# Boston Area - Friday 17 Aug. 2007



## Moglman-cl (May 27, 2005)

I'll be popping into town on Tuesday evening 8/14, and will be working like a madman Wed and Thurs of the week. I did, however, delay my flight home. Normally, I'd be flying back Thursday evening or Friday morning. I decided to work from Newton on Friday, and fly back Saturday morning early. This leaves Friday evening to kick back and enjoy some cigars and scenery with anyone who decides they might want to hook up that night.

I've been to Stanza and enjoyed, but really willing to go anywhere. Especially if the views are good. Thoughts?

:ss:cbp


----------



## RPB67 (Mar 26, 2005)

Churchills and Stanzas are both open Friday Night.

Stanzas will be hopping its feast week. We can walk around as well and look at all the sites.


----------



## Moglman-cl (May 27, 2005)

Mmmmmm! I like 'sites' (and sights).

Not sure how far a walk it is between Stanzas and Churchills but anywhere is cool. Can we smoke in the belfry of the Old North Church?


----------



## RPB67 (Mar 26, 2005)

We can smoke while walking around the North End .

Churchills is about a 10 minute walk from there. Beer and wine only at Churchills. But a real nice place.


----------



## MadAl (Feb 19, 2006)

And frequented by the best BOTL


----------



## macms (Jun 17, 2007)

Was busy today and this evening and just read this. Sorry I missed this Scott and Richard. I had dinner in the North end tonight and then I was in Charleston at Pier 4 for an event. Had I known I would have invited you guys! Cya Sunday Richard.


----------



## Moglman-cl (May 27, 2005)

It's next Friday I'll be there Fred. Sounds like you're having a great time. If you ate at Trattoria Il Panino, I hope you met Theresa.

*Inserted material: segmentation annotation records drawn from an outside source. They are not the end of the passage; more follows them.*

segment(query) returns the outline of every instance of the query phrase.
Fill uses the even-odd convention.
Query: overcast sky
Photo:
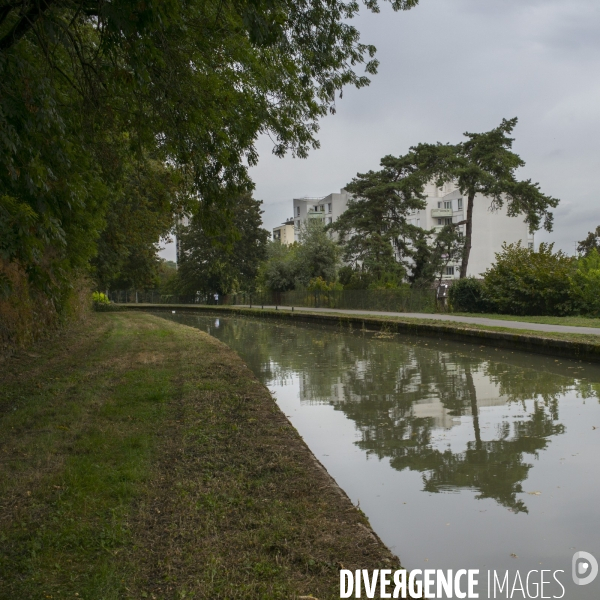
[[[386,154],[419,142],[461,141],[517,116],[519,176],[560,199],[554,230],[540,241],[573,253],[600,225],[599,0],[420,0],[408,12],[383,3],[354,20],[377,47],[379,73],[345,89],[321,121],[308,159],[276,158],[258,144],[251,170],[271,230],[292,215],[292,198],[339,191]],[[172,248],[163,255],[171,258]]]

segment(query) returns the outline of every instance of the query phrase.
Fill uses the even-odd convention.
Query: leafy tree
[[[260,200],[250,194],[235,203],[236,238],[207,232],[203,220],[192,219],[179,237],[179,291],[183,294],[228,294],[236,290],[251,290],[261,261],[266,256],[269,232],[261,227]]]
[[[420,144],[412,148],[420,167],[435,177],[441,185],[455,181],[467,197],[467,215],[464,220],[465,244],[460,276],[467,276],[473,232],[473,206],[479,201],[490,201],[490,208],[499,209],[506,203],[507,213],[514,217],[525,215],[531,231],[540,228],[552,230],[550,208],[558,200],[540,191],[539,184],[530,179],[519,181],[515,171],[525,162],[514,152],[514,139],[509,137],[517,125],[517,118],[503,119],[502,123],[485,133],[465,133],[467,141],[456,145]]]
[[[49,294],[61,288],[88,266],[105,223],[114,228],[120,166],[140,157],[185,175],[187,209],[207,233],[233,232],[233,212],[213,206],[251,190],[258,136],[279,156],[306,156],[336,93],[369,83],[357,65],[376,72],[374,47],[348,23],[358,10],[341,0],[4,1],[2,257]],[[98,273],[123,266],[109,250]]]
[[[425,208],[427,176],[412,154],[386,156],[381,166],[380,171],[359,173],[345,186],[354,198],[330,227],[339,233],[346,262],[361,266],[376,280],[384,274],[402,280],[407,259],[414,255],[411,240],[420,235],[407,216]]]
[[[296,285],[295,244],[287,246],[271,241],[267,246],[267,260],[261,265],[258,283],[272,292],[287,292]]]
[[[294,255],[296,285],[305,287],[311,279],[335,281],[339,249],[320,221],[308,221],[300,229],[300,243]]]
[[[519,243],[504,244],[496,263],[484,274],[484,295],[500,313],[512,315],[568,315],[578,309],[571,278],[576,260],[554,244],[540,244],[537,252]]]
[[[180,178],[173,169],[149,160],[125,168],[92,260],[101,289],[143,289],[158,283],[158,242],[171,230],[178,203]]]
[[[177,263],[162,259],[158,266],[158,291],[161,294],[174,294],[176,289]]]
[[[600,250],[600,225],[595,231],[590,231],[584,240],[577,244],[577,252],[588,256],[593,250]]]

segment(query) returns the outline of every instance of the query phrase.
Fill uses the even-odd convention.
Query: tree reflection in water
[[[394,469],[421,472],[425,491],[471,489],[515,513],[527,512],[517,495],[531,461],[564,432],[558,398],[573,389],[598,395],[587,367],[510,350],[267,320],[221,319],[215,328],[205,320],[203,328],[264,383],[299,377],[302,402],[342,411],[361,449]],[[485,439],[481,408],[515,404],[522,414],[503,417]],[[472,440],[460,451],[441,448],[439,434],[460,418],[470,420]]]

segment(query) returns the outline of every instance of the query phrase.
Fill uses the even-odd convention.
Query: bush
[[[94,310],[112,310],[113,308],[108,296],[102,292],[94,292],[92,294],[92,302],[94,304]]]
[[[483,292],[483,281],[475,277],[459,279],[450,286],[450,306],[457,312],[487,312],[491,309]]]
[[[92,294],[92,301],[94,304],[110,304],[108,296],[102,292],[94,292]]]
[[[554,254],[553,247],[542,243],[534,252],[520,242],[502,246],[483,280],[483,296],[496,312],[562,316],[578,311],[571,288],[577,261],[562,251]]]
[[[581,312],[593,316],[600,315],[600,254],[596,248],[577,261],[571,288]]]

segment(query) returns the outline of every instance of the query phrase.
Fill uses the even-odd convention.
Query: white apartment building
[[[415,211],[408,217],[412,225],[423,229],[439,230],[444,225],[460,223],[467,214],[467,198],[463,197],[453,182],[438,188],[434,183],[425,187],[427,207]],[[480,277],[496,260],[502,244],[521,242],[525,247],[533,248],[533,234],[522,216],[509,217],[506,204],[499,210],[490,210],[491,200],[478,194],[473,204],[473,232],[471,234],[471,253],[467,276]],[[465,225],[459,226],[464,235]],[[443,279],[458,279],[460,264],[446,267]]]
[[[294,229],[295,239],[298,241],[300,227],[308,219],[318,219],[325,225],[329,225],[346,210],[348,200],[352,198],[346,190],[340,190],[339,194],[329,194],[322,198],[294,198]]]
[[[444,225],[460,223],[465,219],[467,198],[463,197],[452,182],[438,188],[434,183],[425,187],[426,208],[414,211],[408,216],[412,225],[423,229],[440,230]],[[319,219],[325,225],[334,222],[345,210],[352,194],[340,190],[339,194],[329,194],[319,198],[294,198],[294,218],[286,221],[286,226],[293,223],[294,240],[298,241],[300,227],[307,219]],[[506,205],[497,211],[490,210],[491,201],[478,195],[473,205],[473,232],[471,236],[471,253],[467,276],[480,277],[495,261],[495,254],[502,244],[521,242],[525,247],[533,248],[533,234],[523,217],[509,217]],[[282,226],[283,227],[283,226]],[[275,232],[281,229],[276,227]],[[465,225],[459,226],[464,235]],[[289,238],[289,234],[286,234]],[[283,241],[283,239],[282,239]],[[290,242],[287,242],[290,243]],[[460,264],[450,264],[446,267],[443,279],[458,279]]]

It's been years but some memories just last.


----------



## RPB67 (Mar 26, 2005)

MadAl said:


> And frequented by the best BOTL


Does this mean you are in ??? :tu


----------



## macms (Jun 17, 2007)

Moglman said:


> It's next Friday I'll be there Fred. Sounds like you're having a great time. If you ate at Trattoria Il Panino, I hope you met Theresa. It's been years but some memories just last.


This is what you get when you don't read, can't read or shouldn't read... :r

I'm coming back to Denver 8/13 and won't be here on the 17th. We had dinner at Assaggio's on Prince St. Very nice. Enjoy yourselves on the 17th guys.

Fred


----------



## Wacco (Jul 14, 2004)

A tad more notice, and I may have made it. Crap.


----------



## Moglman-cl (May 27, 2005)

I was unable to post today at work. I'll be at Stanza's probably close to 7 pm. I hope to see folks there.


----------



## RPB67 (Mar 26, 2005)

Just left Scott.

Smoked some good cigars, watched the Sox game or did we watch all the girls around us. 

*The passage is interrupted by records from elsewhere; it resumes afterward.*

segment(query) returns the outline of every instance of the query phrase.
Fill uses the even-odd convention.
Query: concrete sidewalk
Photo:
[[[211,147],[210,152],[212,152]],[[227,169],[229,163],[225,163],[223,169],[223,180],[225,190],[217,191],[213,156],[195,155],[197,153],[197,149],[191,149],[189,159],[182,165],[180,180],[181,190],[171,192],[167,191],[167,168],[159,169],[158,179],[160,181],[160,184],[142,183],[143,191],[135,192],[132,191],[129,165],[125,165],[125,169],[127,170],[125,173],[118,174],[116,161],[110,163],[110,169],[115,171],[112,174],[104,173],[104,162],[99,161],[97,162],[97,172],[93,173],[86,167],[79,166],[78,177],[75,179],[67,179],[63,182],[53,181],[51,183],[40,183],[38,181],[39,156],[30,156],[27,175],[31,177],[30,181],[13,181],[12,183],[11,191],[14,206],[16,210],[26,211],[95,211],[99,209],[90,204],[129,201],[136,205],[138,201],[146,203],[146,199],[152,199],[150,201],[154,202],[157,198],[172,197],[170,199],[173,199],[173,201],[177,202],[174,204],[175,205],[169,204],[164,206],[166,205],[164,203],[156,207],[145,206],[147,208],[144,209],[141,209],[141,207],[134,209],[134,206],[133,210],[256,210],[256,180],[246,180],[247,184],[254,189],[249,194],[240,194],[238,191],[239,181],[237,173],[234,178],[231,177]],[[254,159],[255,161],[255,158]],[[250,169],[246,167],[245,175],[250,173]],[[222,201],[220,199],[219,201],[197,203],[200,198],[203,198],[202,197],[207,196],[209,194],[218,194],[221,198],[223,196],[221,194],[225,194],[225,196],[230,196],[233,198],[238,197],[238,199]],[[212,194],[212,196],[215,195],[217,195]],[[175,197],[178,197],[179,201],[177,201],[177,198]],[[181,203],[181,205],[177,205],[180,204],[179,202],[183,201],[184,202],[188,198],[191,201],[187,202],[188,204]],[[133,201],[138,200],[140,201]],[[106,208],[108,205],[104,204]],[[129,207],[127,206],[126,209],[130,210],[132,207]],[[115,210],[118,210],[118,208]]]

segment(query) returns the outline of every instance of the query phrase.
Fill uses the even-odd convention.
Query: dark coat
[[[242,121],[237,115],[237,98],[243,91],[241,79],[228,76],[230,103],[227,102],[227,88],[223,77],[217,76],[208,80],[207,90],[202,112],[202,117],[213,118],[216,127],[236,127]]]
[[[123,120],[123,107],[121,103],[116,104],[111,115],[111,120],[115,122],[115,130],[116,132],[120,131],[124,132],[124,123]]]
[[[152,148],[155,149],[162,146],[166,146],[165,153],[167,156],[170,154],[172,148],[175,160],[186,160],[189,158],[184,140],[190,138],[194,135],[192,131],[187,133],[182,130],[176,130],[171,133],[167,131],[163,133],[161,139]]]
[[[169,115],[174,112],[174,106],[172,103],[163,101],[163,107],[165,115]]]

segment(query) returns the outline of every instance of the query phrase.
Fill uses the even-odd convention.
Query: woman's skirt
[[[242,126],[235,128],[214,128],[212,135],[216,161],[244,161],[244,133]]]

Whatever, it was a real good time. Let me know about next week if you are back in town.


----------



## Moglman-cl (May 27, 2005)

Was good to meet up with you again Rich. Lots of good conversation. I will let you know in advance for sure if I have time to meet up next week at Churchills.

For anyone that was unable to come, the cigars were great and the views didn't disappoint.


----------



## RPB67 (Mar 26, 2005)

Moglman said:


> Was good to meet up with you again Rich. Lots of good conversation. I will let you know in advance for sure if I have time to meet up next week at Churchills.
> 
> For anyone that was unable to come, the cigars were great and the views didn't disappoint.


The views there never disappoint.

Churchills is a go........if you have time.


----------